Ils savent que c’est lié à leur mode de vie et que leur patrimoine génétique ne va pas s’améliorer. Génétiquement, c’est très chaud : il y a parfois plus de 15 % de consanguinité et jusqu’à 16 ancêtres communs dans certaines familles. Ils en souffrent et ne sont pas à l’aise avec cette consanguinité, ils savent que ce n’est pas souhaitable. Je sais qu’ils font attention et qu’ils évitent les unions trop proches aujourd’hui. Mais quand le drame arrive et que des enfants ont des pathologies, ils l’acceptent, prennent soin du concerné et continuent même quand une fratrie entière est atteinte de troubles.
Cette enquête sur "La Famille" a-t-elle laissé des traces chez vous ? Avez-vous eu des retours de membres ? Envisagez-vous une suite ?
SP : J’ai toujours un intérêt qui est là, mais ce n’est pas obsessionnel.
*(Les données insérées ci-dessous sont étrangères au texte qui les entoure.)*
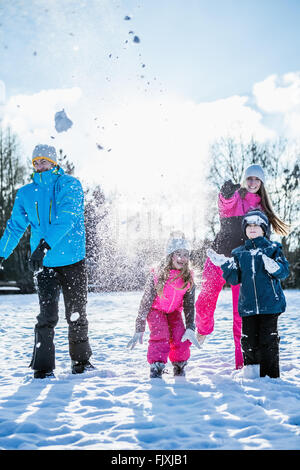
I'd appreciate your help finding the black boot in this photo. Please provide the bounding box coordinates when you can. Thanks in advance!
[33,370,54,379]
[71,361,95,374]
[172,361,187,377]
[150,362,165,379]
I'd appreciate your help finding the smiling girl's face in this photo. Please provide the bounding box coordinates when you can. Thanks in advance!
[172,250,189,269]
[246,224,264,240]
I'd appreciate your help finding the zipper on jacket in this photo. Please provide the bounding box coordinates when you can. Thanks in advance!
[3,234,11,253]
[168,288,176,313]
[269,274,279,300]
[49,199,52,224]
[251,254,259,313]
[35,201,41,225]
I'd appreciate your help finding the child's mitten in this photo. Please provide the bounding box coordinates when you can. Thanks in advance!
[206,248,229,266]
[262,255,280,274]
[127,331,144,349]
[181,328,201,349]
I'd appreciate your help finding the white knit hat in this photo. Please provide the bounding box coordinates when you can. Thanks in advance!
[243,165,265,183]
[166,232,191,256]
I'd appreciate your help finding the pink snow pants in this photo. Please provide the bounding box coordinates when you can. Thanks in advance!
[147,309,192,364]
[195,258,244,369]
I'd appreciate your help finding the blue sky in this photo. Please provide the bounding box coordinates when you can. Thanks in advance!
[0,0,300,239]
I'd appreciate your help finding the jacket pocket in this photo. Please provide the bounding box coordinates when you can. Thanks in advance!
[269,275,279,300]
[35,201,41,225]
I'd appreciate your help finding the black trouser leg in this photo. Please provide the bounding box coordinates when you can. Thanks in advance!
[259,314,280,378]
[241,314,280,378]
[57,260,92,362]
[241,315,260,366]
[30,268,60,371]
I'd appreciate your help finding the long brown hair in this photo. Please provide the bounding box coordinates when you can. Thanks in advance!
[156,253,194,297]
[240,181,290,237]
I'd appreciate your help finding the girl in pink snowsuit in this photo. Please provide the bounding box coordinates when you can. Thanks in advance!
[128,234,199,378]
[196,165,288,369]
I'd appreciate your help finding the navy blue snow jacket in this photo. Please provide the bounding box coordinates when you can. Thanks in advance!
[0,167,85,267]
[221,237,289,317]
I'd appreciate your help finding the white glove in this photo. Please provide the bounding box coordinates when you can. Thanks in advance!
[181,328,201,349]
[262,255,280,274]
[206,248,229,266]
[197,332,206,346]
[127,331,144,349]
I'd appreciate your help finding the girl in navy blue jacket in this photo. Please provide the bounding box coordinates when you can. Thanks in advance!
[208,210,289,378]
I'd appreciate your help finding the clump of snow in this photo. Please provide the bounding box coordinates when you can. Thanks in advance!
[70,312,80,321]
[0,289,300,450]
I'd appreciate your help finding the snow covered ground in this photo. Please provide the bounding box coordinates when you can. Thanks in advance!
[0,290,300,450]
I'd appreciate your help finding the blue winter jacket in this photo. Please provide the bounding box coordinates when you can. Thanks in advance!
[221,237,289,317]
[0,167,85,267]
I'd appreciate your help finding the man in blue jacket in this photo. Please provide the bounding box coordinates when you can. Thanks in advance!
[0,145,93,378]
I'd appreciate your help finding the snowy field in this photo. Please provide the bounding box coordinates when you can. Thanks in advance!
[0,291,300,450]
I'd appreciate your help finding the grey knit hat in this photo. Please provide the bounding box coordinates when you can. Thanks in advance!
[166,232,191,256]
[32,145,57,165]
[242,209,270,238]
[243,165,265,183]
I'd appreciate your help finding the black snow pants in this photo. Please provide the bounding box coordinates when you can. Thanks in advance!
[30,260,92,371]
[241,314,280,378]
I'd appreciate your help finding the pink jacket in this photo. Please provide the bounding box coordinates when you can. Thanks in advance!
[152,269,190,313]
[218,191,262,218]
[212,187,262,256]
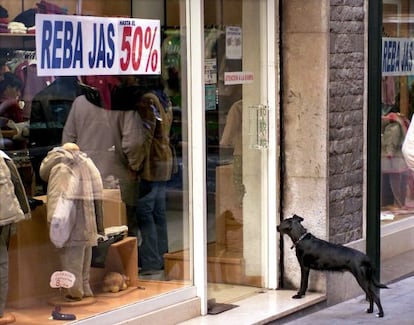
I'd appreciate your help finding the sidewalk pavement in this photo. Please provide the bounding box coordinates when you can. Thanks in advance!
[278,276,414,325]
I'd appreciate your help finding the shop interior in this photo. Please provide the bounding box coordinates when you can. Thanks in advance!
[0,0,262,324]
[381,0,414,225]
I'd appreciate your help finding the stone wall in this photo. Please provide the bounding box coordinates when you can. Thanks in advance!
[328,0,365,244]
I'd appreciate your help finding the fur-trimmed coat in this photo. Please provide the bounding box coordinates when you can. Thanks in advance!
[40,147,104,246]
[0,150,31,227]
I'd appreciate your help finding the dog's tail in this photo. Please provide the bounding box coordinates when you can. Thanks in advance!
[365,263,389,289]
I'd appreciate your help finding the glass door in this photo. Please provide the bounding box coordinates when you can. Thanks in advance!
[204,0,269,313]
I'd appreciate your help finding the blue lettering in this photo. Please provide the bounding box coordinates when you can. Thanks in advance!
[88,24,97,68]
[73,22,83,69]
[39,20,53,69]
[62,21,73,68]
[52,21,63,69]
[96,24,106,68]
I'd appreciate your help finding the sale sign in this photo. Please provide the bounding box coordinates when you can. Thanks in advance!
[36,14,161,76]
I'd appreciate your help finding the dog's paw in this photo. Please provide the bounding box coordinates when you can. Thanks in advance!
[292,293,304,299]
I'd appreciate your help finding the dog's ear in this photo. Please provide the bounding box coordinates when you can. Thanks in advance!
[293,214,303,222]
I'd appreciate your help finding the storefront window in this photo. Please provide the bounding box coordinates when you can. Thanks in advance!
[0,0,192,318]
[381,0,414,224]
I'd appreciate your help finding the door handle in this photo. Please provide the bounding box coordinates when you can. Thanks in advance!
[249,104,269,150]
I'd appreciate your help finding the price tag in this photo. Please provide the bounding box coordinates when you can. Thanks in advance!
[119,20,161,74]
[50,271,76,288]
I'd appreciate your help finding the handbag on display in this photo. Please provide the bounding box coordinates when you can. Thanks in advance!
[91,226,128,269]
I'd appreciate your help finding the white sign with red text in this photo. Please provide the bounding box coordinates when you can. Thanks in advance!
[36,14,161,76]
[224,71,254,85]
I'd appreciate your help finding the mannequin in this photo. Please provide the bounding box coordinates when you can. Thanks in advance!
[40,143,104,301]
[0,150,30,324]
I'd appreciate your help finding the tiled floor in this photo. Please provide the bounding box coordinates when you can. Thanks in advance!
[180,290,325,325]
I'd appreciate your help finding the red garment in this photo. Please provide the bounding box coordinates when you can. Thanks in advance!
[82,76,120,109]
[0,97,24,123]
Ce n’est pas comme pendant la période de recherches, où je regardais tous les gens dans la rue et scrutait les réseaux sociaux plusieurs fois par jour. Des membres de "La Famille" ont discuté entre eux du livre, pour dire que ce qui y est dit est assez vrai, même s’ils me reprochent une vision outrancière, qu’ils estiment être le reflet des positions de ceux qui sont partis, en particulier d’Antoine. On ne peut pas nier que ce soit le cas, car les dissidents ont été ma principale source d’information. Mais je tiens à signaler que même Antoine ne souhaite pas la disparition de la communauté, il est même le premier à rappeler qu’elle est porteuse de valeurs positives comme l’entraide et la solidarité. Son combat est contre la fermeture et la sujétion des enfants, et je ne peux qu’y souscrire !
Il n’y aura pas de suite, mais une adaptation en bande dessinée se précise. Avec mon livre, je me suis fait plaisir sur la forme, je ne voulais pas être en surplomb mais à hauteur d’homme. C’est avant tout un projet littéraire, qui va là où ne peuvent aller les caméras.
* La loi française interdit les unions entre ascendants et descendants, entre frères et sœurs, entre demi-frères et demi-sœurs, entre oncles et tantes et entre nièces et neveux.